Private credit growth hits 13-month low in April
Private sector credit growth continued to decline for the fourth consecutive month, with a growth rate of 11.28% this April – the lowest in 13 months, reflecting a slump in business activities amid import curbs.
Loan demand in private sector businesses slowed down despite having available liquidity in the banking system.
The credit growth falls well below the monetary target of 14.1% set for the current fiscal year, as reported by the Bangladesh Bank.
This slowdown in private sector business activities comes at a time when the government is planning to set a GDP growth target of 7.5% for the upcoming fiscal year. The GDP growth rate for the current fiscal year has been revised down to 6.5% in the revised budget from 7.5% set in the original budget because of the ongoing economic slowdown.

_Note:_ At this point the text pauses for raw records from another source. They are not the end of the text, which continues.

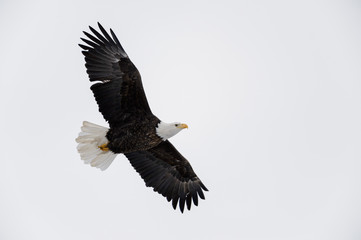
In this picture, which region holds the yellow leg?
[98,143,109,152]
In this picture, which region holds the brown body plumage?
[77,24,207,212]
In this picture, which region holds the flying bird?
[76,23,208,213]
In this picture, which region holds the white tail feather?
[75,121,117,171]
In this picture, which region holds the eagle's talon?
[98,143,109,152]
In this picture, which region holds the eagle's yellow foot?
[98,143,109,152]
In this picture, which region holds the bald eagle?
[76,23,208,213]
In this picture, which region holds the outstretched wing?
[125,140,208,212]
[79,23,151,125]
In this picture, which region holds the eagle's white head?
[155,122,188,141]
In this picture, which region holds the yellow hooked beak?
[178,123,188,129]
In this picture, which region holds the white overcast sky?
[0,0,361,240]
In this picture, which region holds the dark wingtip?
[200,182,208,192]
[172,197,178,210]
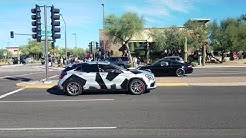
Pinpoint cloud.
[151,0,194,13]
[124,0,196,24]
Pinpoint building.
[6,46,20,57]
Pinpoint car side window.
[170,61,179,65]
[82,64,99,73]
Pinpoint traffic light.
[50,5,61,42]
[96,42,99,49]
[31,4,42,42]
[10,31,14,38]
[51,42,55,49]
[89,42,92,54]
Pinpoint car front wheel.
[65,80,83,96]
[129,79,146,95]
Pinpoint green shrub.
[191,61,198,67]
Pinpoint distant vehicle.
[138,59,193,76]
[163,56,185,63]
[41,58,45,65]
[105,57,130,68]
[58,61,156,96]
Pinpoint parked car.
[105,57,130,68]
[58,61,156,96]
[163,56,185,63]
[138,59,193,76]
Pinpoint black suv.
[105,57,130,68]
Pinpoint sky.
[0,0,246,48]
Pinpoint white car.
[163,56,185,63]
[58,61,156,96]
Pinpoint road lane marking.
[0,72,43,79]
[49,75,59,79]
[0,99,114,103]
[0,126,117,131]
[0,88,24,99]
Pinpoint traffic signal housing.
[31,4,42,42]
[50,5,61,42]
[89,42,92,54]
[10,31,15,38]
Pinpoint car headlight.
[145,74,154,80]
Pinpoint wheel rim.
[177,69,184,76]
[130,81,144,94]
[67,82,80,95]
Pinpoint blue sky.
[0,0,246,48]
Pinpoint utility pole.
[184,37,188,62]
[44,5,49,81]
[60,14,68,64]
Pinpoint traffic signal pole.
[44,5,49,81]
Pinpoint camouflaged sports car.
[58,61,156,96]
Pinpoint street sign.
[41,31,51,35]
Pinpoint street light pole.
[102,4,105,29]
[73,33,77,48]
[102,4,106,58]
[60,14,68,64]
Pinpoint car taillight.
[60,72,67,79]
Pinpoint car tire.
[119,65,125,68]
[129,79,146,95]
[176,68,185,77]
[64,80,83,96]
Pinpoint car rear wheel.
[176,68,185,77]
[129,79,146,95]
[65,80,83,96]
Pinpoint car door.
[78,64,100,89]
[98,64,126,90]
[151,61,169,76]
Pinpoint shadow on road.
[4,77,32,82]
[47,86,66,95]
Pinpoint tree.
[20,40,43,59]
[150,26,185,56]
[105,12,144,63]
[209,15,246,61]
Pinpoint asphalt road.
[0,87,246,138]
[0,65,246,138]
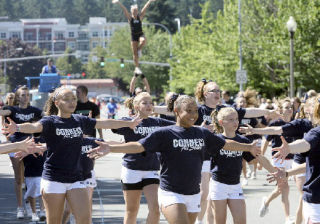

Data from the central bank reveal that the banking sector has been experiencing a decline in loan demand since December 2022 after the private sector credit growth reached 13.97% in the previous month. Last March, growth stood at 12.03%.
Demand for loans has declined amid foreign currency pressure and the global economic crisis, Selim RF Hussain, chairman of the Association of Bankers, Bangladesh (ABB), told journalists recently at a press conference, where top bankers claimed that the liquidity situation of the banking sector improved considerably.
Hussain who is also the managing director of Brac Bank, said liquidity is not a big issue now but it is all about demand. Businesses are not going for expansion owing to limitations in import and the global crisis. Banks have available liquidity in local currency to lend, he maintained.
He said that even though pressure on foreign currency eased considerably amid a fall in imports, banks are cautious in opening letters of credit (LCs).
He referred to the improved sources of foreign currency and mentioned that banks can now open LCs, although not for all transactions.
"Previously, banks would open LCs without considering the payment capacity, but now they have moved away from this practice," he said, adding that banks are now more cautious in this regard as the central bank has instructed lenders to open LCs based on their payment capacity.
LC opening reached a 32-month low of $4.30 billion in April 2023 due to a combination of restrictions imposed by the central bank and the ongoing dollar crisis.
Additionally, LC settlement reached a 21-month low of $4.69 billion in April, mainly due to a significant decline in LC openings witnessed in recent months, according to data from the Bangladesh Bank.
Many businesses are in trouble due to restrictions on imports as they could not import adequate raw materials, said Syed Mahbubur Rahman, managing director and CEO of Mutual Trust Bank Limited.
On the other hand, many exporters are facing shipment delays and order cancellations from buyers as a result of the global crisis. Consequently, businesses are not going for expansion which will ultimately have an impact on employment generation and banks' profitability as well, he added.
When private sector credit growth was on a downward trend, government borrowing skyrocketed in recent months due to a fall in revenue income and high-interest payment burden amid rising dollar prices.
Bangladesh Bank data show that the government borrowed Tk29,697 crore from banks in April, the highest amount borrowed in a single month during FY23.
According to the Bangladesh Bank, from July to April in FY23, the government borrowed a total of Tk82,057 crore from the banking system, and around 80% of this fund was provided by the central bank.
Analysts predict that the government's borrowing from banks may surpass the target of Tk1,06,334 crore for fiscal this year, considering the remaining two months and the typical rise in borrowing during this period, coinciding with increased expenditure.
According to sources at the National Board of Revenue, the shortfall in revenue collection against the target is about Tk28,000 crore in the first nine months (July-March) of the current fiscal 2022-23.